This Week in Ridiculous Regulations
GDP grew 5.7 percent during 2021, giving further evidence of a strong economic rebound from the COVID-19 pandemic. Even so, Congress is now considering the 2,912-page America COMPETES Act, which includes more than $52 billion of subsidies to private businesses and countless provisions unrelated to economic competitiveness. Justice Stephen Breyer announced his retirement from the Supreme Court. Meanwhile, agencies issued new rules ranging from school lunches to wood-burning heaters.
On to the data:
- Agencies issued 65 final regulations last week, after 58 the previous week.
- That’s the equivalent of a new regulation every two hours and eight minutes.
- With 241 final regulations so far in 2022, agencies are on pace to issue 3,171 final regulations this year.
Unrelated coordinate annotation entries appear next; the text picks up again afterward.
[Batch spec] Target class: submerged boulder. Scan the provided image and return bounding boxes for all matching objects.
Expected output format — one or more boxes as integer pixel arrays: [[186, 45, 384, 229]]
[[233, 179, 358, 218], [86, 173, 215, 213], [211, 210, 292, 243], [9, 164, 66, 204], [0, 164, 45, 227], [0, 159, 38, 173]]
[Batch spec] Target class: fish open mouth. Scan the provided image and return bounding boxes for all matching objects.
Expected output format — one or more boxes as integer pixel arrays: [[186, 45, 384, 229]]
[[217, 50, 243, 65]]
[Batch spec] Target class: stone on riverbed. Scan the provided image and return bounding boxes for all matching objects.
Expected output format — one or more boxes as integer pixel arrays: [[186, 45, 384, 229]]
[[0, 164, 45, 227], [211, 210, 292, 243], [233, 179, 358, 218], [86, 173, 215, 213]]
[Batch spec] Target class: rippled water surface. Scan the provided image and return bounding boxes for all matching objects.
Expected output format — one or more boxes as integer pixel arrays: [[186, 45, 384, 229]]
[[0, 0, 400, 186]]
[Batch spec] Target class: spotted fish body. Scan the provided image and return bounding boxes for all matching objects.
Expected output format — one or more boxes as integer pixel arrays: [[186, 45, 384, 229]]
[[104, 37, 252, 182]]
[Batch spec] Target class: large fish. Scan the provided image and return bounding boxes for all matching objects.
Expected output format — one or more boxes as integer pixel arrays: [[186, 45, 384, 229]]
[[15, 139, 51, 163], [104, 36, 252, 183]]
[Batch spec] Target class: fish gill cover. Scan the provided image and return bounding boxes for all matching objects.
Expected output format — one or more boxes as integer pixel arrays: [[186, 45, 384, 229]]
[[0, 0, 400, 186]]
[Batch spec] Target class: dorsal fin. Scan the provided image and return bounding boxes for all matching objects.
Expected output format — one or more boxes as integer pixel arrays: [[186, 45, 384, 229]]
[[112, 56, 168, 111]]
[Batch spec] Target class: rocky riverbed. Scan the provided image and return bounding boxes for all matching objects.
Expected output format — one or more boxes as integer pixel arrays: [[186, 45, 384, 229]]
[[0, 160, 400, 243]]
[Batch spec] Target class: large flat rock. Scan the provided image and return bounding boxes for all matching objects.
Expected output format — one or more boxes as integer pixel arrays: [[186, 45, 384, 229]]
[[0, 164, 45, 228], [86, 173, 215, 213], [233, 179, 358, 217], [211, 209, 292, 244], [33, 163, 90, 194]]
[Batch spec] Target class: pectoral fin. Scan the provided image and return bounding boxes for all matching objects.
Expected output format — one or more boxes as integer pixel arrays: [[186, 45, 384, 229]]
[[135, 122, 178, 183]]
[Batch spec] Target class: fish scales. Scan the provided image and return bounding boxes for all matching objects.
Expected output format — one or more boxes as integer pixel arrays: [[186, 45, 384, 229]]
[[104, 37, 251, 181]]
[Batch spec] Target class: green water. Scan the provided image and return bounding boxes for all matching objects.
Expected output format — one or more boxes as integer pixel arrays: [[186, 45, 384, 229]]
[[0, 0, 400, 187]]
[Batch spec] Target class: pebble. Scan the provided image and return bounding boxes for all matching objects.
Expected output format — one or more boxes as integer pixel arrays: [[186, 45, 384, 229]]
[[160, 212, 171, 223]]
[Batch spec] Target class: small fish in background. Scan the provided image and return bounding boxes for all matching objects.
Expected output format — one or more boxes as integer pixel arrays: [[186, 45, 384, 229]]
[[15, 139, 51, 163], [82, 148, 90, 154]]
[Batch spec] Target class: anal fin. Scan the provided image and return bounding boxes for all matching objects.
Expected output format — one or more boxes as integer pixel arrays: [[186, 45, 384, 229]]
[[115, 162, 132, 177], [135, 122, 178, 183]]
- For comparison, there were 3,257 new final regulations in 2021, President Biden’s first year, and 3,218 in 2020, President Trump’s final year.
- Agencies issued 40 proposed regulations in the Federal Register last week, after 29 the previous week.
- With 132 proposed regulations so far in 2022, agencies are on pace to issue 1,737 proposed regulations this year.
- For comparison, there were 2,094 new proposed regulations in 2021, and 2,102 in 2020.
- Agencies published 354 notices last week, after 509 notices the previous week.
- With 1,630 notices so far in 2022, agencies are on pace to issue 21,447 notices this year.
- For comparison, there were 20,018 notices in 2021. 2020’s total was 22,480.
- Last week, 1,341 new pages were added to the Federal Register, after 895 pages the previous week.
- The average Federal Register issue in 2022 contains 244 pages.
- With 4,762 pages so far, the 2022 Federal Register is on pace for 62,658 pages.
- For comparison, the 2021 Federal Register totals 74,352 pages, and 2020’s is 87,352 pages. The all-time record adjusted page count (subtracting skips, jumps, and blank pages) is 96,994, set in 2016.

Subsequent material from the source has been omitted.